Potential methods for male birth control have all hit snags. For one, some of the methods for men have been rejected because of undesirable side effects – often the same ones that are pretty common among women who take the pill. Another one, believe it or not, has been ego-related. One version that prevented ejaculation during orgasm, or the "clean sheets" pill, was seen as "emasculating." Don't underestimate the appeal of the money shot, we guess.
"There have been very successful trials of male hormonal contraceptive injections," said Susan Walker, an associate professor of contraception and reproductive health at Anglia Ruskin University in the UK. She mentions contraceptive injections, which are almost 100% effective in suppressing sperm concentrations. "That worked extremely well. But it was halted because of worries around side effects, like mood changes and skin changes – which those of us who work with female contraception weren't really surprised about."
But now, we're close to a new male contraceptive pill that could change the game.
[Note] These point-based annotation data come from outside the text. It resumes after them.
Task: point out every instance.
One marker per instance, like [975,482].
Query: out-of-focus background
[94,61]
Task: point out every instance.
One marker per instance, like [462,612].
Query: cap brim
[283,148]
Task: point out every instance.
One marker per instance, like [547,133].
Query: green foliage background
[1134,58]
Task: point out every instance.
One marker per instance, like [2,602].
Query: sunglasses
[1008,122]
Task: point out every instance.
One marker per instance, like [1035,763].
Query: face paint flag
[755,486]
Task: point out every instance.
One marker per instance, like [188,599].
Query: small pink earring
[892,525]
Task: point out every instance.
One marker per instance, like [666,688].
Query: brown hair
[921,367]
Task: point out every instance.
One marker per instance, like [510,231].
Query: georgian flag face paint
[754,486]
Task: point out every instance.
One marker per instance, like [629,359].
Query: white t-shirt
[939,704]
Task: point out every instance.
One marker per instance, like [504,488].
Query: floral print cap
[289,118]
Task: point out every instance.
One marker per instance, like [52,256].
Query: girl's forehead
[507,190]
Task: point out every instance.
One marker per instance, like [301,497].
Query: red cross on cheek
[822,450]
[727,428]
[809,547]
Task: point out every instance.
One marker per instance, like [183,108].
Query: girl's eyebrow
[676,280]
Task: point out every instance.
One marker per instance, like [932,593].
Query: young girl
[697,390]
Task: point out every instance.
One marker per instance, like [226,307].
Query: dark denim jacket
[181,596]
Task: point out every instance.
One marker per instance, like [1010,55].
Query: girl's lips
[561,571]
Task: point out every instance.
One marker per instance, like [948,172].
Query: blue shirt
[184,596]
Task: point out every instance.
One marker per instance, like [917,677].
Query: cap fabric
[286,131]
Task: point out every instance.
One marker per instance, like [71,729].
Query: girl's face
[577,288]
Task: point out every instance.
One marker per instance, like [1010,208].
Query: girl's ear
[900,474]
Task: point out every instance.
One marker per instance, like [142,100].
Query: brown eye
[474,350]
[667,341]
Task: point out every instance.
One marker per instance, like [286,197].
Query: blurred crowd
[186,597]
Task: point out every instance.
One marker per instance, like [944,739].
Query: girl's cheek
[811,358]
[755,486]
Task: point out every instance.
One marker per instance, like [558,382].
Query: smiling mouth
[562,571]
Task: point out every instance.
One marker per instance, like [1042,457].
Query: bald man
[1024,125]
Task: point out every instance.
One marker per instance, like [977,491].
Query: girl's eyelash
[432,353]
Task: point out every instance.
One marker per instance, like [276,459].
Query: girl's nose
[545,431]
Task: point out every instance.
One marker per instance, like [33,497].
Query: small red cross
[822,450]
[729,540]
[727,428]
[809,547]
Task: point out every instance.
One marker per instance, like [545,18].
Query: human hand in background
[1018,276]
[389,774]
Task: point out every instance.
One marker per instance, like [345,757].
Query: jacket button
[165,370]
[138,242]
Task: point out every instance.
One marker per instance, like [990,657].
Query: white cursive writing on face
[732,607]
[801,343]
Researchers at Weill Cornell Medicine made a drug that temporarily freezes sperm, successfully preventing pregnancy. It's still being tested in mice, but this is a big deal. A single dose paralyzed mice's sperm for over two hours and was 100% effective in the first two hours. It's also fast-acting, kicking in after just 30 minutes, and would theoretically be taken as needed rather than on a regular schedule like birth control for females. (Say bye to those daily reminder alarms!) The mice studies are laying the groundwork for human trials if the medical community gets on board.
"I think this is really one of the biggest advancements for non-hormonal contraceptives in recent times," says Christopher Lindsey, an official with the National Institute of Child Health and Human Development.